NATURAL HISTORY AND PREDICTIVE FACTORS OF COMPLICATIONS
Short term mortality depends essentially on IMH location, and is higher when the ascending, rather than descending, aorta is involved. In our series, overall IMH mortality in the first three months was 19%, similar to that of other series, with proximal involvement and maximum aortic diameter more than 50 mm being variables of independent prognostic value.4 Recent work by Dr Song3 found that haematoma thickness more than 11 mm in the ascending aorta predicted adverse outcomes with 89% sensitivity.
There is a paucity of information on the long term evolution of IMH, although several variables such as younger age, absence of long term oral β blocker treatment, larger aortic diameter, and the presence of penetrating aortic ulcers have been related to worse prognosis. In our experience, TOE is very useful for differentiating penetrating aortic ulcer from ulcer-like images. These images, secondaries to focal dissections with small entry tears, are frequently detected with contrast CT in the subacute phase of IMH and have better prognosis than penetrating atherosclerotic ulcers.
In our series5 of 50 intramural haematomas followed for a mean of four years, 34% reabsorbed without complications, 12% progressed to classical dissection, 24% to pseudoaneurysm, and 30% evolved to fusiform or saccular aneurysm of the aorta. A normal aortic diameter in the acute phase was the best predictor of IMH regression without complications, and absence of echolucent areas and atherosclerotic ulcerated plaque were associated with evolution to aortic aneurysm. IMH thickness was significantly smaller in the reabsortion group.

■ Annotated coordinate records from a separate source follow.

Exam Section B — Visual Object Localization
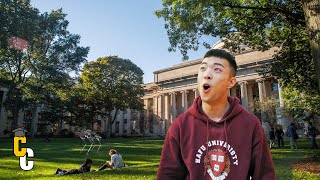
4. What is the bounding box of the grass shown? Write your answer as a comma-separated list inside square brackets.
[0, 138, 320, 180]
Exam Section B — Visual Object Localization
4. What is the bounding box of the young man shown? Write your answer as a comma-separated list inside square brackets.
[308, 122, 319, 149]
[157, 49, 275, 180]
[98, 149, 124, 171]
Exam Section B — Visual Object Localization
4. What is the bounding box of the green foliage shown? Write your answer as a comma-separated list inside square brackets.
[65, 56, 143, 130]
[250, 97, 277, 127]
[80, 56, 143, 111]
[155, 0, 320, 94]
[0, 0, 89, 127]
[283, 86, 320, 118]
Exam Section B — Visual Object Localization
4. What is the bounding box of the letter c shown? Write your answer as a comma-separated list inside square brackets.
[20, 148, 34, 171]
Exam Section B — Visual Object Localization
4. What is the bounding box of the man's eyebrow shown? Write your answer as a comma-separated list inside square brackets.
[200, 62, 224, 68]
[213, 63, 224, 68]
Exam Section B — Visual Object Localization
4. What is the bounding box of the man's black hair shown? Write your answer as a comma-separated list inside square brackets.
[83, 159, 92, 164]
[203, 49, 238, 76]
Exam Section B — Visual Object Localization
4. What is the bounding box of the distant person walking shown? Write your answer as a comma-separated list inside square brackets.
[98, 149, 125, 171]
[308, 122, 319, 149]
[269, 127, 276, 149]
[287, 123, 299, 149]
[275, 126, 284, 147]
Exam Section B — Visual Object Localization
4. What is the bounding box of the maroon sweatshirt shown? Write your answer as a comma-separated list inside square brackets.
[157, 97, 275, 180]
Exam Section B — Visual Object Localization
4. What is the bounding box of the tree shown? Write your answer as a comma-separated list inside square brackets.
[0, 0, 89, 132]
[80, 56, 143, 137]
[283, 86, 320, 119]
[156, 0, 320, 93]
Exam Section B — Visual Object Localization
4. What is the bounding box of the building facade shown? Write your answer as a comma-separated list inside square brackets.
[0, 42, 291, 136]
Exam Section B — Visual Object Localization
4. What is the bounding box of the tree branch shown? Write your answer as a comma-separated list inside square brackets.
[222, 2, 306, 25]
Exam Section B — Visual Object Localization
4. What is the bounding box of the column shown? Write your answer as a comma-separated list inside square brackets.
[278, 82, 291, 128]
[170, 92, 177, 123]
[143, 99, 149, 133]
[0, 91, 8, 137]
[127, 108, 132, 136]
[239, 81, 248, 109]
[135, 111, 142, 133]
[158, 94, 166, 135]
[117, 110, 124, 136]
[112, 110, 118, 134]
[278, 82, 284, 108]
[180, 90, 188, 112]
[193, 89, 200, 98]
[164, 94, 170, 132]
[256, 79, 266, 102]
[231, 86, 237, 97]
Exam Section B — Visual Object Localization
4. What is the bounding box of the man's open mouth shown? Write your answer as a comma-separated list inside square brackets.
[203, 84, 211, 93]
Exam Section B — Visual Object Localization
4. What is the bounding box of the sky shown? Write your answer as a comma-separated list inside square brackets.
[31, 0, 218, 83]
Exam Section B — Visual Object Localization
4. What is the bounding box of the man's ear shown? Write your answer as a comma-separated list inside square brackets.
[228, 77, 237, 89]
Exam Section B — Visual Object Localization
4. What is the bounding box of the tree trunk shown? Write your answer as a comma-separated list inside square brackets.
[30, 103, 38, 138]
[107, 109, 119, 138]
[302, 0, 320, 92]
[11, 90, 21, 130]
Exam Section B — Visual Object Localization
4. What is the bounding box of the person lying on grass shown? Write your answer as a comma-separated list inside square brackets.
[55, 159, 92, 175]
[98, 149, 125, 171]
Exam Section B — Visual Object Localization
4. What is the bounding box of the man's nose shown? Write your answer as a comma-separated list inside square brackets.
[203, 71, 212, 79]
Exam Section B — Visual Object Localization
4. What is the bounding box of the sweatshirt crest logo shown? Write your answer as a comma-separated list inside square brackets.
[204, 149, 230, 180]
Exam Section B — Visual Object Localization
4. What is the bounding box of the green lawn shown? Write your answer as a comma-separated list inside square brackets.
[0, 138, 320, 180]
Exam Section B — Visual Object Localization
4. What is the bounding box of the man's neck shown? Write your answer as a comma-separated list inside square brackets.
[202, 98, 230, 122]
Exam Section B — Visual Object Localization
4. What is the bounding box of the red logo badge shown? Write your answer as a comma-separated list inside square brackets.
[209, 151, 227, 177]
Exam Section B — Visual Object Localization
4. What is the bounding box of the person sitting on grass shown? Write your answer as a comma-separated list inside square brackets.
[98, 149, 125, 171]
[55, 159, 92, 175]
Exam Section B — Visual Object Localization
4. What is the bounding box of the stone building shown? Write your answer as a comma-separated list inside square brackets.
[0, 41, 289, 136]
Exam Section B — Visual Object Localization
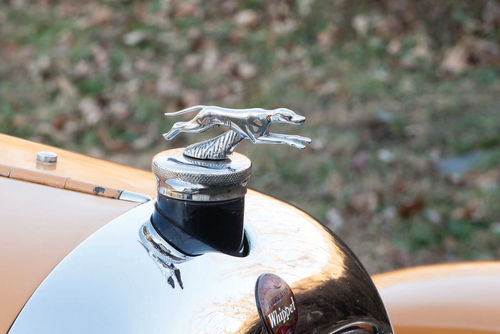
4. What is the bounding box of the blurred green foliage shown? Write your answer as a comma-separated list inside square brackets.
[0, 0, 500, 272]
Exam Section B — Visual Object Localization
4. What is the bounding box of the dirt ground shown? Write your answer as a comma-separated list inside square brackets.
[0, 0, 500, 273]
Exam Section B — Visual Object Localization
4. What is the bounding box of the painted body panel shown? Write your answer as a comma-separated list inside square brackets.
[0, 177, 137, 333]
[373, 262, 500, 334]
[6, 192, 391, 334]
[0, 134, 156, 333]
[0, 134, 500, 334]
[0, 134, 156, 198]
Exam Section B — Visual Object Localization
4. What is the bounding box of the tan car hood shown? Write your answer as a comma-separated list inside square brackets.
[0, 134, 156, 333]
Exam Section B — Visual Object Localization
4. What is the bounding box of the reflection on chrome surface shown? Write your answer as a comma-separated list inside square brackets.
[6, 191, 392, 334]
[139, 220, 190, 289]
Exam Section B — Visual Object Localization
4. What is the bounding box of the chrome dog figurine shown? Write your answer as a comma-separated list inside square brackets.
[163, 106, 311, 160]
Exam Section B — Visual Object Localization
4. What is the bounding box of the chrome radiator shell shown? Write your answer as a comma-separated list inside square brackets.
[10, 191, 392, 334]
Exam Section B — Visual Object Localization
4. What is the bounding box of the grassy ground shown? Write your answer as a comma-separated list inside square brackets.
[0, 0, 500, 273]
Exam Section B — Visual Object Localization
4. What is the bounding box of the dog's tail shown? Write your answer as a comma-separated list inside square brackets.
[165, 106, 206, 116]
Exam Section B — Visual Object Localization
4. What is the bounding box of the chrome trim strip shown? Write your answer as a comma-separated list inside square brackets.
[118, 190, 151, 203]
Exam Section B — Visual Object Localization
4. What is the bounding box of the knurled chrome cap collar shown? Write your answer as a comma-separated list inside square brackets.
[152, 148, 252, 202]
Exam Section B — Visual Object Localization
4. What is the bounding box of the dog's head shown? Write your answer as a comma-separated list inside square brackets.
[271, 108, 306, 125]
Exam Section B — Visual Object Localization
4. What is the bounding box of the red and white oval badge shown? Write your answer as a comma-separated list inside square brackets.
[255, 274, 299, 334]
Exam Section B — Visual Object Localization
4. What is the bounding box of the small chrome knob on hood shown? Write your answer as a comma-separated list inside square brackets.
[152, 106, 311, 255]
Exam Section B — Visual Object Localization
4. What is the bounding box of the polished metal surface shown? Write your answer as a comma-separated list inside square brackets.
[152, 106, 311, 202]
[36, 151, 57, 164]
[152, 148, 252, 201]
[163, 106, 311, 160]
[118, 190, 151, 203]
[6, 191, 392, 334]
[139, 220, 192, 289]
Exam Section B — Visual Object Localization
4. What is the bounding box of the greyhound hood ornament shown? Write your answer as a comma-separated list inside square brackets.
[163, 106, 311, 160]
[151, 106, 311, 256]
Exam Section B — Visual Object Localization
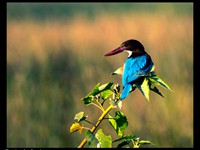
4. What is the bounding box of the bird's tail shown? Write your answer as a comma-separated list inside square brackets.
[120, 84, 132, 100]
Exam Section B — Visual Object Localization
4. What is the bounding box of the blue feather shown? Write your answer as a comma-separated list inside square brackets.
[120, 54, 153, 100]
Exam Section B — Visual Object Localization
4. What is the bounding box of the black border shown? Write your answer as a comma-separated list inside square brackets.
[4, 0, 197, 149]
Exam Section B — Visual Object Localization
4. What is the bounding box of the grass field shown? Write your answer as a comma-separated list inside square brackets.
[7, 4, 193, 147]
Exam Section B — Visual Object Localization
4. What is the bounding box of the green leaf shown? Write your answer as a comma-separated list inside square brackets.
[81, 96, 93, 105]
[88, 83, 100, 96]
[74, 112, 86, 122]
[101, 90, 113, 100]
[109, 111, 128, 136]
[149, 82, 164, 97]
[70, 122, 83, 134]
[148, 74, 172, 91]
[113, 135, 135, 143]
[81, 82, 113, 105]
[136, 78, 150, 101]
[85, 130, 99, 148]
[117, 141, 130, 148]
[95, 129, 112, 148]
[139, 140, 152, 145]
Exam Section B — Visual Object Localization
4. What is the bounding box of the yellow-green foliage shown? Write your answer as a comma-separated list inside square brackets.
[7, 3, 193, 147]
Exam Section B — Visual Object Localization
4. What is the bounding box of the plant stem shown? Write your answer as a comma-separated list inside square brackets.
[78, 105, 113, 148]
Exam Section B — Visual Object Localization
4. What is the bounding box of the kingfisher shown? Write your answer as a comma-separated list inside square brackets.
[105, 39, 154, 100]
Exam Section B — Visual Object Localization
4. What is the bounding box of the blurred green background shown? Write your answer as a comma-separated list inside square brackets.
[7, 3, 193, 147]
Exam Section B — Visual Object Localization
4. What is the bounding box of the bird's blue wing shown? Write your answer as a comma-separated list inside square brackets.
[122, 54, 153, 86]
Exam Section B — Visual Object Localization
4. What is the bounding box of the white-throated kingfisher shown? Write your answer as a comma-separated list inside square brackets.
[105, 39, 154, 100]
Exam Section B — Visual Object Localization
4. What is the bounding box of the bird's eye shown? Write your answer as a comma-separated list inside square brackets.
[123, 43, 128, 47]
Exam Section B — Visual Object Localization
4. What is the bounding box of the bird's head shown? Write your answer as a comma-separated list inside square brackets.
[105, 39, 145, 57]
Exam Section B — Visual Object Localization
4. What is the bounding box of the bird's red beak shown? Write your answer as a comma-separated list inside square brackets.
[104, 47, 125, 56]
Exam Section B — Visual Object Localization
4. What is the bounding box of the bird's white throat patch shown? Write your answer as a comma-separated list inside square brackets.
[126, 50, 133, 57]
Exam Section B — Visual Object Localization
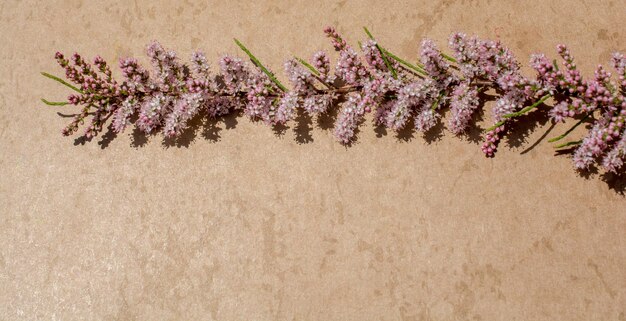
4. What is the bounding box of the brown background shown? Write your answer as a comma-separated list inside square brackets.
[0, 0, 626, 320]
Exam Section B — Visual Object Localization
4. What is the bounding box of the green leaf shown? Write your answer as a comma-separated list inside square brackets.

It is currently believed that the therapeutic strategy for IMH should be the same as that for aortic dissection. In a meta-analysis6 of series published up to 1999, mortality of type A IMH treated medically was very high (56%). However, Asian series showed low death rates in proximal IMH treated medically.1,7,8 In agreement with Dr Nienaber’s comments, at least half of the patients with type A initially treated medically require pericardiocentesis or surgery in Asian series. However, the evolution of type A IMH appears to be more benign than that of classical dissection. In a recent study, Kaji and colleagues8 showed that medical treatment with timed surgical repair in cases with progression can also be a rational therapeutic strategy in patients with type A IMH. Careful follow up imaging study during acute and subacute phases is absolutely necessary. Transthoracic echocardiography was performed daily and TOE within three days after the diagnosis and once a week until the third week. CT was repeated once a week. In this series, 43% of type A IMH required surgery. With this strategy, it is essential that diagnostic imaging modalities and urgent surgical intervention are readily available. The subgroup of patients at low risk for complications should be defined before treatment, other than surgery, is indicated, particularly in younger patients with low comorbidity.
Type B IMH should be treated with β blockers, closely followed up with imaging techniques, until complication-free absorption of the IMH is observed. The subgroup with progressive aortic dilatation or with images of localised (ulcer-like) dissection should be closely followed and treated more aggressively. Endovascular placement of stent grafts to cover some extent of IMH appears to be a promising treatment for this type of complication; however, it remains to be confirmed by results of large clinical series.